Income Trust - Tax Characteristics

Tax Characteristics

In a typical income trust structure, the income paid to an income trust by the operating entity may take the form of interest, royalty or lease payments, which are normally deductible in computing the operating entity’s income for tax purposes. These deductions can reduce the operating entity’s tax to nil. The trust in turn, "flows" all of its income received from the operating entity out to unitholders. The distributions paid or payable to unitholders reduces a trust's taxable income, so the net result is that a trust would also pay little to no income tax. The net effect is that the interest, royalty or lease payments are taxed at the unitholder level. (Source: Department of Finance Canada.)

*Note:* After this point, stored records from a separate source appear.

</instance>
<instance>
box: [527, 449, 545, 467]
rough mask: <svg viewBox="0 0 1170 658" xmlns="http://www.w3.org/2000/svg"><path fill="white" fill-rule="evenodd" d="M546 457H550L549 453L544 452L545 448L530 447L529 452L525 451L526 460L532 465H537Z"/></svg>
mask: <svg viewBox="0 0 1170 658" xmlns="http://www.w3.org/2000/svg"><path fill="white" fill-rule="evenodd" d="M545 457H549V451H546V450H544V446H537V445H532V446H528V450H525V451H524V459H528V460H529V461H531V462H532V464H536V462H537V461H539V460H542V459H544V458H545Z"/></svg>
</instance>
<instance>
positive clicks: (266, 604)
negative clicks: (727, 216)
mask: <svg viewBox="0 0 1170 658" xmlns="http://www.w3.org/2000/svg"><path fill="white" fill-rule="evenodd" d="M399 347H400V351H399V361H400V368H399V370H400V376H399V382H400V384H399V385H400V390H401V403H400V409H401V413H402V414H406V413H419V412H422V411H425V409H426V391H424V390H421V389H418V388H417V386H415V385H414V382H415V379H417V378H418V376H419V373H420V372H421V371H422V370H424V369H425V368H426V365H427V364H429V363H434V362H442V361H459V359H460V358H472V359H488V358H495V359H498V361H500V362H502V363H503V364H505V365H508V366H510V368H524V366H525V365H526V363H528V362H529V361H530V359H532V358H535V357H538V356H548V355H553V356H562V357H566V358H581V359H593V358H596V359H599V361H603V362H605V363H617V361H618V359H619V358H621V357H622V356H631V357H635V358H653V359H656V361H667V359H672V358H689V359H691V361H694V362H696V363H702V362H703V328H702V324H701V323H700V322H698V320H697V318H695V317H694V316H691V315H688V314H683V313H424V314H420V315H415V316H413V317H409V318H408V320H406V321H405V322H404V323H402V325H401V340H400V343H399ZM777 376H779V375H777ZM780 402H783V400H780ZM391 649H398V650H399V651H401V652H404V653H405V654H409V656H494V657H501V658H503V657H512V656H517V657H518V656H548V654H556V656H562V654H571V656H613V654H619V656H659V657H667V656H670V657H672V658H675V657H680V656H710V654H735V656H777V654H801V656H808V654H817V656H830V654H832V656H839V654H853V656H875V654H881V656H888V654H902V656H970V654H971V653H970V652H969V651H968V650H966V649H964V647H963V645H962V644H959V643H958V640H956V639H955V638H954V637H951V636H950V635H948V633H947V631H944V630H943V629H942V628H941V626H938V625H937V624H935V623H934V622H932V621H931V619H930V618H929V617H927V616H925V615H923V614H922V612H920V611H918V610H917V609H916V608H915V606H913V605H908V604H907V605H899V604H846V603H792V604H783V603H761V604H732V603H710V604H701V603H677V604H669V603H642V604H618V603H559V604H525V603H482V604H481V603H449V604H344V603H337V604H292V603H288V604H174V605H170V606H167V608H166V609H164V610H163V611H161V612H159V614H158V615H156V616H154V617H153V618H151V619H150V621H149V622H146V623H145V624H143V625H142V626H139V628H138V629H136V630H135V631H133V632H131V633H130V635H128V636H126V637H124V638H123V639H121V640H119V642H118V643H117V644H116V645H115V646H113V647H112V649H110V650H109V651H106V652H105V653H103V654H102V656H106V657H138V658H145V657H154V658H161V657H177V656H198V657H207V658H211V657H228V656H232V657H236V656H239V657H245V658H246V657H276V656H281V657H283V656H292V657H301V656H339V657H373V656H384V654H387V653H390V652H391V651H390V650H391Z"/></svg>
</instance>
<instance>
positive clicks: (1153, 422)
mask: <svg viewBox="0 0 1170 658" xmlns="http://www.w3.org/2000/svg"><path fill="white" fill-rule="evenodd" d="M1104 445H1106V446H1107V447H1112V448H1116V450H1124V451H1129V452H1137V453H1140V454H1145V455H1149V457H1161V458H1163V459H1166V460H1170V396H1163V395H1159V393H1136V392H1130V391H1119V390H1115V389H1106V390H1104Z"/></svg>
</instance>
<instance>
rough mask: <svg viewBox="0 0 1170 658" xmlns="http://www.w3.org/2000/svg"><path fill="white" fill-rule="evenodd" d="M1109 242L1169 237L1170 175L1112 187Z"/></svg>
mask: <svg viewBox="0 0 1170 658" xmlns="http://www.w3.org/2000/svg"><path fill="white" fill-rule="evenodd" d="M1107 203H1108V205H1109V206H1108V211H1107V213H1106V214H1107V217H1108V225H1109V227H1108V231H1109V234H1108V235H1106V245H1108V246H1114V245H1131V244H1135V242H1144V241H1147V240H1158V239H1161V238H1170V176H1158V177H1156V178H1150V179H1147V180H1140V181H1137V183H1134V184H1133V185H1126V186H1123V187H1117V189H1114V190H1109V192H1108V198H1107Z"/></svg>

  1. As a flow-through entity (FTE) whose income is redirected to unitholders, the trust structure avoids any possible double taxation that comes from combining corporate income tax with shareholders' dividend tax.

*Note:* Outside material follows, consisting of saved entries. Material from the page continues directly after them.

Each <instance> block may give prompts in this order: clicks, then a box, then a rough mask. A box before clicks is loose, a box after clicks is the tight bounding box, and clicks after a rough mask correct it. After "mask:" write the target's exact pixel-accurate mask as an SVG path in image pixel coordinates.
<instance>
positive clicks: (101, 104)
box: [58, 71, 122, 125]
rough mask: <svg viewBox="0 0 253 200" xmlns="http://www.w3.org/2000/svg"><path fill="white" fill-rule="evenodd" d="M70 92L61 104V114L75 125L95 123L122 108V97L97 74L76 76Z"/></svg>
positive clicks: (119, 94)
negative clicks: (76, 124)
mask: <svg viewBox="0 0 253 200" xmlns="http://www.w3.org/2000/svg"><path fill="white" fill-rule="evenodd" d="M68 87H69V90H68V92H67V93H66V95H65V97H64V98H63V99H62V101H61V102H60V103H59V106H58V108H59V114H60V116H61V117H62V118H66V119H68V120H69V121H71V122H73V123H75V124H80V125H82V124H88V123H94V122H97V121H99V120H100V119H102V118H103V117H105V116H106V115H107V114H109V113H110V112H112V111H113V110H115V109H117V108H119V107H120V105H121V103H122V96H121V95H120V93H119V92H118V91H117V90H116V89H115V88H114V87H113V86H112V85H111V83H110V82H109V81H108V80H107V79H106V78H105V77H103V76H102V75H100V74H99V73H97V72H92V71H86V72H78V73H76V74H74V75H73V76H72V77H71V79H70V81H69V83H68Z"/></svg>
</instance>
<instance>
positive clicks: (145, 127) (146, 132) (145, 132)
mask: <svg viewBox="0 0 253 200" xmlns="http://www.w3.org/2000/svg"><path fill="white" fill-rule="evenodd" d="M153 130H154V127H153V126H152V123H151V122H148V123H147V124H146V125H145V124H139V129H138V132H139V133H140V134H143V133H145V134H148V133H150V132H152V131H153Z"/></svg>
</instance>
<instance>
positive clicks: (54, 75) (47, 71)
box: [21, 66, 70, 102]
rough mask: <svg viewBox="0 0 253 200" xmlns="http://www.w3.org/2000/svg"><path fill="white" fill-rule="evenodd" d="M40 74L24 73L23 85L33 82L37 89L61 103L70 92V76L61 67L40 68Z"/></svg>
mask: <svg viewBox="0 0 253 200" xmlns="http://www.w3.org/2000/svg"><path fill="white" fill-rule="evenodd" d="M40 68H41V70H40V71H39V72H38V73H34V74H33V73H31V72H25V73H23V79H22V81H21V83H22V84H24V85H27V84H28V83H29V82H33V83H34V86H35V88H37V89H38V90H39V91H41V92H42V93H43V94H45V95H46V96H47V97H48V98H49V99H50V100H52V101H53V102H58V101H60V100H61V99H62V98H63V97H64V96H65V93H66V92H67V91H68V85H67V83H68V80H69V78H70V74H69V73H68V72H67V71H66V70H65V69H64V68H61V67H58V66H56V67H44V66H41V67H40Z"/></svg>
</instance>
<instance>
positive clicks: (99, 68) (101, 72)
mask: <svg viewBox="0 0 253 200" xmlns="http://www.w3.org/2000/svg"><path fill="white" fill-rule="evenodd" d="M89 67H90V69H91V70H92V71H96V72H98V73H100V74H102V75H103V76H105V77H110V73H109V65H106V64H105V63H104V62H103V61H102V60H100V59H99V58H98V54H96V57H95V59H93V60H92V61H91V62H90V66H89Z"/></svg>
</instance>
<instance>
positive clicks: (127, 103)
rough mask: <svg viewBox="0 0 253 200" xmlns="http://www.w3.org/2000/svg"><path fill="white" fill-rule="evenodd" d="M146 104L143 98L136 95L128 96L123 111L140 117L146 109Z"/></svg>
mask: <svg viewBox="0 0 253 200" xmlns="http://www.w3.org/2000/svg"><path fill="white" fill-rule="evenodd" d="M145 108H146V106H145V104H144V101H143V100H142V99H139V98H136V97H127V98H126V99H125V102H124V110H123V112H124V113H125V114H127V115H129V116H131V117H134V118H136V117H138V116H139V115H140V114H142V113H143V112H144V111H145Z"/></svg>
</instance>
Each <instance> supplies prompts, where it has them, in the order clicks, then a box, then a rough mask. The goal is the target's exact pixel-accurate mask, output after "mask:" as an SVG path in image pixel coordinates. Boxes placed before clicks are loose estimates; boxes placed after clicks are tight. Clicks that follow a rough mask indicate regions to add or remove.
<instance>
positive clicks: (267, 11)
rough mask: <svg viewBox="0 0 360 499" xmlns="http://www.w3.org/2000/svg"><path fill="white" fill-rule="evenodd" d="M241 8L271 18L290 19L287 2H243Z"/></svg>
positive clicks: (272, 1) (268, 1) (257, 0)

  2. Where there is no double taxation, there can be the advantage of deferring the payment of tax. When the distributions are received by a non-taxed entity (like a pension fund), all the tax due on corporate earnings is deferred until the eventual receipt of pension income by participants of the pension fund.
  3. Where the distributions are received by foreigners, the tax applied to the distributions may be at a lower rate determined by treaty, that had not considered the forfeiture of tax at the corporate level.

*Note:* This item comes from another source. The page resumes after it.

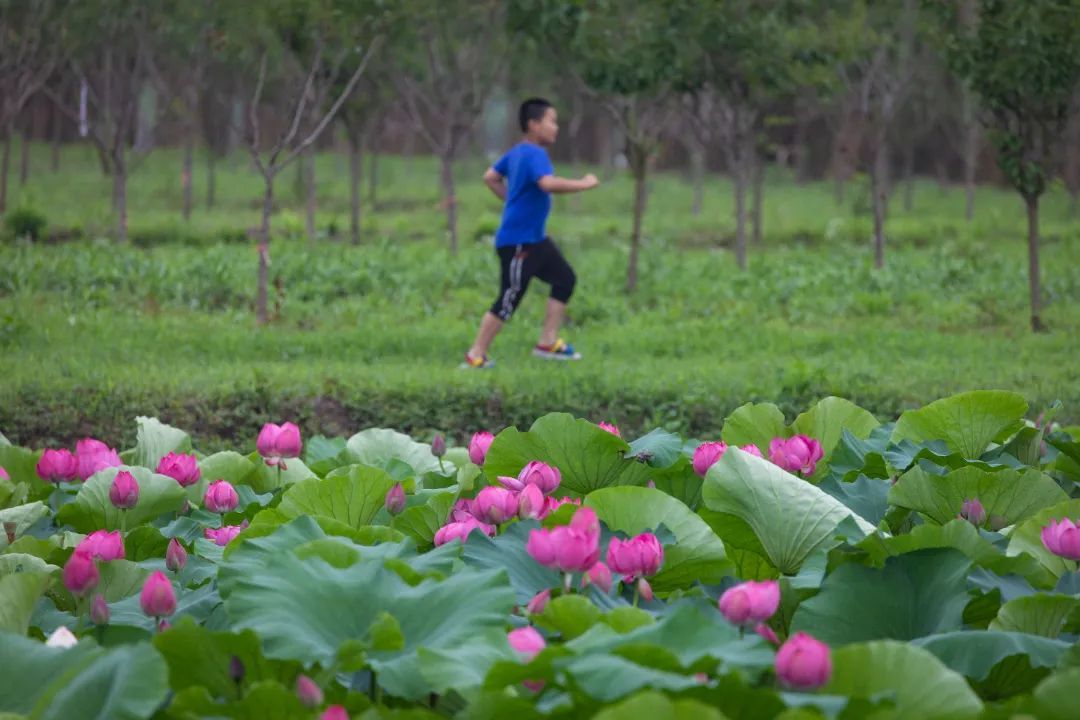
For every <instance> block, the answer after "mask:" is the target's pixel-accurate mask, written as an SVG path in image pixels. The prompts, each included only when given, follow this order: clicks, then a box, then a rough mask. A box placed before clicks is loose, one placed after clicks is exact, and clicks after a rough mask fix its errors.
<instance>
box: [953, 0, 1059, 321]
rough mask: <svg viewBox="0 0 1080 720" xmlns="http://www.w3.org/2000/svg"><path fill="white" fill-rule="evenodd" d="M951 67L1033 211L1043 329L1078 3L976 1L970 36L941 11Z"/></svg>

  4. The effective tax an income trust owner could pay on earnings could actually be increased because trusts typically distribute all of their cashflow as distributions, rather than employing leverage and other tax management techniques to reduce effective corporate tax rates. Certain investors, particularly those in the highest tax brackets, could be significantly worse off investing in income trusts compared to traditionally structured corporations. While the benefits of trusts for tax-deferred and tax exempt entities are clear, trusts are clearly less attractive for other investors facing high marginal rates.